The ACLU has a heartbreaking
new reportfinding at least 3,278 people are serving life sentences for nonviolent crimes, including a 63-year-old who doesn’t know how much longer he’ll be alive.
U.S. Army veteran David Lincoln Hyatt, who has six adult children, was diagnosed with prostate cancer three years ago, which is now at its latest stage. His lawyers have said in court documents that his “prognosis is poor.”

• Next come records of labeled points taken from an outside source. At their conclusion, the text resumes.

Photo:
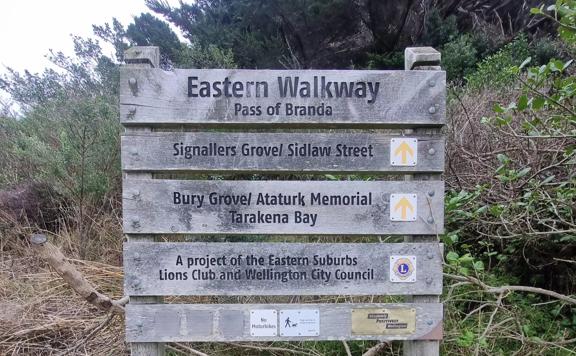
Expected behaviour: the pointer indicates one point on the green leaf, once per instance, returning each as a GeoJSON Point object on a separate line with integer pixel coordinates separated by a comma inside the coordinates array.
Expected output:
{"type": "Point", "coordinates": [535, 11]}
{"type": "Point", "coordinates": [522, 102]}
{"type": "Point", "coordinates": [523, 172]}
{"type": "Point", "coordinates": [525, 63]}
{"type": "Point", "coordinates": [548, 179]}
{"type": "Point", "coordinates": [538, 103]}
{"type": "Point", "coordinates": [452, 256]}
{"type": "Point", "coordinates": [498, 108]}
{"type": "Point", "coordinates": [479, 266]}
{"type": "Point", "coordinates": [502, 158]}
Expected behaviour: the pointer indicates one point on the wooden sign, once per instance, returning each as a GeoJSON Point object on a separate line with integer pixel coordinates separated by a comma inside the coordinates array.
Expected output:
{"type": "Point", "coordinates": [282, 207]}
{"type": "Point", "coordinates": [281, 152]}
{"type": "Point", "coordinates": [221, 97]}
{"type": "Point", "coordinates": [282, 322]}
{"type": "Point", "coordinates": [282, 269]}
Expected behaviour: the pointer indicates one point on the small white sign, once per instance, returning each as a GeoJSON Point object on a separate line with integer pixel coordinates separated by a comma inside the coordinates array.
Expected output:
{"type": "Point", "coordinates": [403, 269]}
{"type": "Point", "coordinates": [403, 207]}
{"type": "Point", "coordinates": [403, 151]}
{"type": "Point", "coordinates": [300, 322]}
{"type": "Point", "coordinates": [263, 322]}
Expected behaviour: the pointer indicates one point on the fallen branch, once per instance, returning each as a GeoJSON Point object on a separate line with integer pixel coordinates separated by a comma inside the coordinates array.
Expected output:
{"type": "Point", "coordinates": [52, 255]}
{"type": "Point", "coordinates": [506, 289]}
{"type": "Point", "coordinates": [376, 350]}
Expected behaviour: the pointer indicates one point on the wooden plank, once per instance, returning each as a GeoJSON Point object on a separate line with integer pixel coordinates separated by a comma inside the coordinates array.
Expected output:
{"type": "Point", "coordinates": [281, 152]}
{"type": "Point", "coordinates": [379, 98]}
{"type": "Point", "coordinates": [232, 322]}
{"type": "Point", "coordinates": [422, 58]}
{"type": "Point", "coordinates": [282, 269]}
{"type": "Point", "coordinates": [282, 207]}
{"type": "Point", "coordinates": [142, 57]}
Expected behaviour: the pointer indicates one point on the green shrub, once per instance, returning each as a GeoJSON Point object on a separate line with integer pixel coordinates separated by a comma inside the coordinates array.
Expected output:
{"type": "Point", "coordinates": [496, 70]}
{"type": "Point", "coordinates": [439, 30]}
{"type": "Point", "coordinates": [459, 57]}
{"type": "Point", "coordinates": [392, 60]}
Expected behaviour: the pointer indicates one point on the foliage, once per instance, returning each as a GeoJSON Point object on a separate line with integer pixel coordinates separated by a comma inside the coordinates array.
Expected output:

Despite this diagnosis, Hyatt is serving a life sentence for a nonviolent drug conspiracy he was allegedly involved in when he was 43 years old. Like many other nonviolent drug offenders, Hyatt got a mandatory minimum sentence. These relics of the 1980s crack epidemic force judges to mete our harsh sentences without regard for mitigating factors.
The judge who sentenced Hyatt after his 1993 conviction expressed frustration with mandatory minimums, according to an ACLU account of his case.
“I think like almost every other District Court Judge in the United States, at times we have expressed frustration with the straitjacket the guidelines represent, but clearly that’s a decision that’s way beyond the power of this court to make,” Ohio federal judge David D. Dowd reportedly said.
Hyatt, a Vietnam vet who eventually started his own record label, was arrested in July 1993 for allegedly participating in a huge cocaine conspiracy. It was the first and only time he’d been arrested.
The FBI alleged that Hyatt was the boss of an Akron, Ohio-based cocaine conspiracy that his former studio manager had been involved in, according to the ACLU. Hyatt allegedly arranged for tractor-trailers to carry cocaine from Miami to New York.
While FBI never found any drugs in his office or house, they did find two guns and documents indicating thousands of dollars in money deals that exceeded Hyatt’s income, according to the ACLU. Hyatt insists he’s innocent and that drug dealers wrongly fingered him so they could get reduced sentences.
Regardless of his guilt or innocence, Hyatt has already spent two decades in prison for a first-time, nonviolent drug conviction. He is a veteran, and he is sick. His sister, June, told the ACLU that she wants her brother to “live out these last days” with his family in Florida.
Hyatt’s lawyers asked the sentencing judge, David Dowd, for relief from the final judgement against him, but the government successfully argued that the request has to go through the Sixth Circuit Court of Appeals. That request is still pending.
“The court notes that the petitioner did not kill anyone even though he is serving a life sentence,” Judge Dowd wrote in an Oct. 22 order, adding that he wouldn’t object to Hyatt’s “compassionate release.”
Attorney General Eric Holder has called for the “compassionate release” of sick and elderly inmates like Hyatt, which could be requested by the Bureau of Prisons.
Judge Dowd wrote a letter supporting his “compassionate release,” according to the ACLU.
“Once again I question whether the life sentence that I was required to pronounce makes good policy in the long run,” he wrote in the letter.